Nesse ponto, os efeitos do PL 4.173/23 seriam retroativos, pois ao apurar os valores no início de 2024, a referência ainda seria o montante do ano anterior, quando ainda não havia previsão legal de tributação do estoque. Dessa forma, poderia ser questionado legalmente a violação ao Princípio da Irretroatividade, o qual proíbe que os entes cobrem tributos em relação a fatos geradores ocorridos antes da vigência da Lei que os instituiu. No entanto, não é possível afirmar se a questão resultará em aumento no contencioso tributário, pois o PL ainda pode sofrer alterações.

Gyedre Carneiro de Oliveira, Luiz Ernesto A. Oliveira e Pedro Miranda Roquim: Os questionamentos na Justiça vão depender muito da característica de cada fundo e do seu histórico de rentabilidade, amortizações e resgates. A análise desses números pode

indicar alguma possível reorganização na forma de investir que desestimule o investidor ir ao Judiciário. Por outro lado, no caso, por exemplo, de fundos mais antigos e com pouco histórico de amortizações e/ou resgates, o cenário é outro e os valores em “estoque” podem incentivar uma discussão judicial.


– Esperam-se alterações significativas do PL 4.173/23 no Senado? É melhor que o investidor espere pela aprovação ou vale a pena já ir estudando possíveis cenários de tributação e alternativas disponíveis?

Thiago Braichi e Marina Guimarães: Há intensa movimentação política para rápida aprovação do PL 1.473/23. Apesar disso, não há como garantir quais alterações ainda podem ser feitas no texto pelo Senado, ou quando a Lei seria sancionada.

Embora o texto não seja definitivo, entendemos já ser possível (e prudente) que os contribuintes detentores de ativos no exterior ou de fundos fechados analisem os cenários aplicáveis à sua situação e pensem em alternativas de planejamento patrimonial para realocação de ativos, caso necessário. Esse tipo de estudo é interessante também para que os contribuintes possam eventualmente tomar a decisão entre a tributação antecipada, com alíquota de 8%, ou a tributação a partir de 2024, com alíquota de 15%; mesmo que as alíquotas em si ainda sejam passíveis de alteração.

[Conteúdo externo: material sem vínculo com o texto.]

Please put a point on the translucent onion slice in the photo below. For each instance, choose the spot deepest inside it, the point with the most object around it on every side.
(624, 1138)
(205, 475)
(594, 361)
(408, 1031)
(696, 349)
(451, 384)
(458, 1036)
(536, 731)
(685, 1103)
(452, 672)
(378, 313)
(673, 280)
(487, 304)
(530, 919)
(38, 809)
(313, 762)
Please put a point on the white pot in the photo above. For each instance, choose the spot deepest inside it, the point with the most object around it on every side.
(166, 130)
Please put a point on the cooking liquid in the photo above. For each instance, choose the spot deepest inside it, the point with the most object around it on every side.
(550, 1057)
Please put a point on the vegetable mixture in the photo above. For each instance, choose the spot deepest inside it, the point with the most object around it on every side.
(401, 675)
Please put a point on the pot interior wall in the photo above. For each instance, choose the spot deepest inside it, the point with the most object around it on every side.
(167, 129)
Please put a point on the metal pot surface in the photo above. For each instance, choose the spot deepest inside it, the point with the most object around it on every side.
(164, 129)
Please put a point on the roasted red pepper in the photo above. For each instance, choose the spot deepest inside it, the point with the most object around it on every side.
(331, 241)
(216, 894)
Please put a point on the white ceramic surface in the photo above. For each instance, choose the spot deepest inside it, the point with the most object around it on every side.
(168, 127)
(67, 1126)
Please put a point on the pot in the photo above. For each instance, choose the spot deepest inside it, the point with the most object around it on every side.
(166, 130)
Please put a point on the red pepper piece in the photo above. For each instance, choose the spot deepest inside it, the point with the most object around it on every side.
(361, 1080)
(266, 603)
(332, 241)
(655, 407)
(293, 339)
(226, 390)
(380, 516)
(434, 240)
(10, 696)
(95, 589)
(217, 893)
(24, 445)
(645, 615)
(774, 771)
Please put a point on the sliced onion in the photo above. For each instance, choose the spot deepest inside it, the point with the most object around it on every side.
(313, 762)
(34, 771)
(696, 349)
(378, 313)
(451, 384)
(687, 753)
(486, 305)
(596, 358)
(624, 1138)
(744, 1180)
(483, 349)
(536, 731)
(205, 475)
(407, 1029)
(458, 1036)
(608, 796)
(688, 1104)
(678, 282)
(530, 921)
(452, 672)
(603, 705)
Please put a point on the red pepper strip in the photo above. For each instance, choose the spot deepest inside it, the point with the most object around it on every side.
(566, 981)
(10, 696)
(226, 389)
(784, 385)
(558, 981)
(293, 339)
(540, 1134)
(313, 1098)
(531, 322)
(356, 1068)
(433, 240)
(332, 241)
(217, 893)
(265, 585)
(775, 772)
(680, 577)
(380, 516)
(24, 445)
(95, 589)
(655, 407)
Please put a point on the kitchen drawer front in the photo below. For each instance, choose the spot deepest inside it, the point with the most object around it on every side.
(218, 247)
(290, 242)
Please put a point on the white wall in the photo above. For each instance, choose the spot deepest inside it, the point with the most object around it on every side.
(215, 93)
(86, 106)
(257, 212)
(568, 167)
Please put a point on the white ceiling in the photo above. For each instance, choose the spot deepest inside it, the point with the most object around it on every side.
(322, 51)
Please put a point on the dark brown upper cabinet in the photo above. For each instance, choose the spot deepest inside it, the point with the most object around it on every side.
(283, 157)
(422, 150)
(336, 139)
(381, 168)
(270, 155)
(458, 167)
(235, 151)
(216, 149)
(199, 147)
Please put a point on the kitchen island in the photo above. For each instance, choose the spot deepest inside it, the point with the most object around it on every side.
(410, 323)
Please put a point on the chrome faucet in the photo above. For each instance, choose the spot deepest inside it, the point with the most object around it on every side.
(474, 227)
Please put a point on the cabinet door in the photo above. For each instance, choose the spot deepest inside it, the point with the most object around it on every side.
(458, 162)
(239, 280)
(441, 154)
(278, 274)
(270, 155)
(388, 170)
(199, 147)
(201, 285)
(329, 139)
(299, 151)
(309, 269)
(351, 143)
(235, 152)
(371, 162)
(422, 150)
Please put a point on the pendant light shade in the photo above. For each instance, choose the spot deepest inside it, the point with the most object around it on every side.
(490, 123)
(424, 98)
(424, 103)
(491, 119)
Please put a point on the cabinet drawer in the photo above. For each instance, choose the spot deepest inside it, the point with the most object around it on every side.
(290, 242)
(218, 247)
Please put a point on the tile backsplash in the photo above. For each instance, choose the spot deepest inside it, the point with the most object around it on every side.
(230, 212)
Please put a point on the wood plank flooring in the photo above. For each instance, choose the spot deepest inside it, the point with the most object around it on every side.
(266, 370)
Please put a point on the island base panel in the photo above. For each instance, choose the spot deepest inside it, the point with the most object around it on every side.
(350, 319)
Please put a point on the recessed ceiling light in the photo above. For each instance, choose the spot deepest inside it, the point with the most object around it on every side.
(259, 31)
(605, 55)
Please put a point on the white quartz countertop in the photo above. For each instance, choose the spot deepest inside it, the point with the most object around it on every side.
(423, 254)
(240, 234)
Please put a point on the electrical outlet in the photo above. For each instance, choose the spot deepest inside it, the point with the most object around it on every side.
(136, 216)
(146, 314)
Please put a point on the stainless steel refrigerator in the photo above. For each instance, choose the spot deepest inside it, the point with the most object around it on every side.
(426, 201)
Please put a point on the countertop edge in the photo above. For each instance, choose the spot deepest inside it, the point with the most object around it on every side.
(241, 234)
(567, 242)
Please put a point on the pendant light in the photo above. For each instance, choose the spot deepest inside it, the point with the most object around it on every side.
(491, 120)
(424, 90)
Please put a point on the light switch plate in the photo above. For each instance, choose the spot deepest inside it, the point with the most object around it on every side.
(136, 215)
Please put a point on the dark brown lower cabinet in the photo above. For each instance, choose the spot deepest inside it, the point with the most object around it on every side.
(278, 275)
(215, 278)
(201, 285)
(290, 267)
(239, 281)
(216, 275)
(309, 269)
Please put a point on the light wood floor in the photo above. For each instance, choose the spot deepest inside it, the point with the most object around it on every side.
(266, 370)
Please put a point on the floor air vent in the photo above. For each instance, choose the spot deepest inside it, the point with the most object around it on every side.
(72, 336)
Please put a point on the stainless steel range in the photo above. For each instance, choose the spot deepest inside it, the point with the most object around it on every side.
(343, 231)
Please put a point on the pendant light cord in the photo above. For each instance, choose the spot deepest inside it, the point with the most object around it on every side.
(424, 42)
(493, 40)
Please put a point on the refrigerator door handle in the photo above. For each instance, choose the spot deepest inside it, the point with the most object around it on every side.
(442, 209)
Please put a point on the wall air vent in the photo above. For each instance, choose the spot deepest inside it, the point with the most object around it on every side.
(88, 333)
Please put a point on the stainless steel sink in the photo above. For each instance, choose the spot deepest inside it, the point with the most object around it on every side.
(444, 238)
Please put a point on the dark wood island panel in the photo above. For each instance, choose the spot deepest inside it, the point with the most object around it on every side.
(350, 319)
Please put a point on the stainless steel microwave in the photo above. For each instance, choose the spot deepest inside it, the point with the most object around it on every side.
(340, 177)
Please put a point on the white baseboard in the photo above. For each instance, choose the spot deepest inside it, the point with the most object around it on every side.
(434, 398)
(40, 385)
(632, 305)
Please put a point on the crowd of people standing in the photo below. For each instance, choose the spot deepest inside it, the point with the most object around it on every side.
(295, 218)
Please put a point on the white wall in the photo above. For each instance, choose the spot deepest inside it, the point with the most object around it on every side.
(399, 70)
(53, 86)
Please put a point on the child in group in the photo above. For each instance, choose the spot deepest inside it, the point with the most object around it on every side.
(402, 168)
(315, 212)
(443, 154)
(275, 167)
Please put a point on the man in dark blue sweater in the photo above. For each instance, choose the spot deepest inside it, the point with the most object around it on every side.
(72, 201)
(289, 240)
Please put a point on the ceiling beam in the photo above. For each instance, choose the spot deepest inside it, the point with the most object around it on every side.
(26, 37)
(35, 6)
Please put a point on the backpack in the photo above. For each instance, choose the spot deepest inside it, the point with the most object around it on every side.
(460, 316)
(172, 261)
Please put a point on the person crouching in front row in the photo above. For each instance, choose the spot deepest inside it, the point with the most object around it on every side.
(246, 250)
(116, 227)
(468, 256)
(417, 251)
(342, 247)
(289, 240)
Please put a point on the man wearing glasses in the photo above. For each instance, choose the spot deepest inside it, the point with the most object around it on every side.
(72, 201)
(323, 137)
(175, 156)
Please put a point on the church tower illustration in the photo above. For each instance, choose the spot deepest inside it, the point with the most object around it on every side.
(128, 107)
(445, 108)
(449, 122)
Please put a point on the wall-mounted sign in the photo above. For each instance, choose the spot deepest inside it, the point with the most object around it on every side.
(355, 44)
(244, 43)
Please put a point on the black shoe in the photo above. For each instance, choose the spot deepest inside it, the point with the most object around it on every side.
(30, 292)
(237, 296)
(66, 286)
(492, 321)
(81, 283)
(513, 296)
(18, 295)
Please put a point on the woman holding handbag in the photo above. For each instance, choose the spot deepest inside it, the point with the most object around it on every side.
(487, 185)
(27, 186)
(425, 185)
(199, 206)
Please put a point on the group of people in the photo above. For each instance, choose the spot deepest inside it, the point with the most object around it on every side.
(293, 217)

Gyedre Carneiro de Oliveira, Luiz Ernesto A. Oliveira e Pedro Miranda Roquim: O PL foi apresentado com urgência constitucional com a intenção de que seja sancionado pelo presidente ainda este ano e, consequentemente, produzir efeitos no exercício seguinte (respeitando-se o princípio da anterioridade aplicável ao Imposto de Renda). Se não houver alterações, segue direto para sanção presidencial. Se houver, volta para a Câmara dos Deputados, onde tais alterações serão analisadas.

É altamente recomendável que o investidor analise suas posições de investimento antecipando o impacto tributário caso a nova legislação seja aprovada. Isso porque as estruturas de investimentos podem ficar mais caras do ponto de vista financeiro, mas ainda podem fazer sentido para fins de planejamento patrimonial e/ou sucessório.